投資信託にベンチャーキャピタル……流れ込む投資マネー

2019年、ミクシィとグリーは共同でベンチャーキャピタルを設立、有望な成長分野としてeスポーツにも投資する計画です。具体的には、eスポーツ関連動画提供サイトやスポーツチームむけデータ分析ツールを手がける企業に出資します。

eスポーツには個人投資家も注目しており、ゲームやeスポーツビジネス関連銘柄にフォーカスを絞ってポートフォリオを組成する投資信託も登場しています。次世代ネットワーク「5G」の導入によりeスポーツはより活況を呈するかもしれません。そうなれば当然、5G関連銘柄にも注目が集まります。

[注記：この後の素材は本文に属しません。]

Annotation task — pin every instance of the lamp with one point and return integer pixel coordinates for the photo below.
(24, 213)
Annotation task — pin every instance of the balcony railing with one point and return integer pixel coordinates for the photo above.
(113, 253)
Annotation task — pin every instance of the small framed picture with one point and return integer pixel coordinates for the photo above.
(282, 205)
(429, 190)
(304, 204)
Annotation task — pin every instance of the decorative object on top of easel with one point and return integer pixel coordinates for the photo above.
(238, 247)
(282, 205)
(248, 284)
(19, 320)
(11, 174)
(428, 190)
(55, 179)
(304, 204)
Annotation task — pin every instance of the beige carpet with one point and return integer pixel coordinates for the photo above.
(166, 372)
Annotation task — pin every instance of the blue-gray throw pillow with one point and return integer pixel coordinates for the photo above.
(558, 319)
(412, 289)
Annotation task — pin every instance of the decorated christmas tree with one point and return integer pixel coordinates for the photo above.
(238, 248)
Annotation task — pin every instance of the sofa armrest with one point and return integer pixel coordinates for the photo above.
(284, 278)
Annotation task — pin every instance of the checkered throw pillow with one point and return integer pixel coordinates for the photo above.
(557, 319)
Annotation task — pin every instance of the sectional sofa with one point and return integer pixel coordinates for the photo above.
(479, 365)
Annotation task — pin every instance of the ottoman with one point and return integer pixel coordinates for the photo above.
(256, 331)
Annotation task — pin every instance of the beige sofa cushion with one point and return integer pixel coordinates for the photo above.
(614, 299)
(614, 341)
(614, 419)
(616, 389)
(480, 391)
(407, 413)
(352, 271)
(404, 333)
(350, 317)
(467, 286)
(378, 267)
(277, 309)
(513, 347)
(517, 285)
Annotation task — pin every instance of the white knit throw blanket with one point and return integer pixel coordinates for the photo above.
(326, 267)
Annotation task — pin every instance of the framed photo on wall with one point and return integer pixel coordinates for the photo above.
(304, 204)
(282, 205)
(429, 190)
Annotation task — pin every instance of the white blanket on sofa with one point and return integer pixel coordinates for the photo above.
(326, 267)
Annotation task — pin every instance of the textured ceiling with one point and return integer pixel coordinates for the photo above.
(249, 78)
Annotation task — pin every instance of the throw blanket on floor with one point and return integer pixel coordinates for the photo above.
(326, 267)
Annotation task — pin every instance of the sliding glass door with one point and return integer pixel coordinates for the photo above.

また、eスポーツ好きの若者を取り込もうと、トップ企業も熱いまなざしを送ります。トヨタやサントリーさらにはメガバンクまでが、幕張や上海で行われる大会のスポンサーとして名を連ねています。2020年6月23日には、森永製菓がeスポーツ選手の肉体強化を指導することを発表しました。さまざまな企業がeスポーツ市場に注目し、投資する流れは今後さらに加速しそうです。

過熱気味だが将来性も……成長分野として有望

世界大会の賞金総額が3,000万ドルに達するなど、eスポーツは確かにバブルの様相を示しています。一方でeスポーツは、選手育成・周辺機器・イベントなど裾野も広く、将来の成長分野として有望です。
新型コロナウイルスの影響で開催自粛を余儀なくされたスポーツは多数あります。しかし、元来オンラインで盛り上がりを見せてきたeスポーツは“三密”をケアしつつも開催が可能なジャンルの1つといえます。
今後もeスポーツの動向から目が離せません。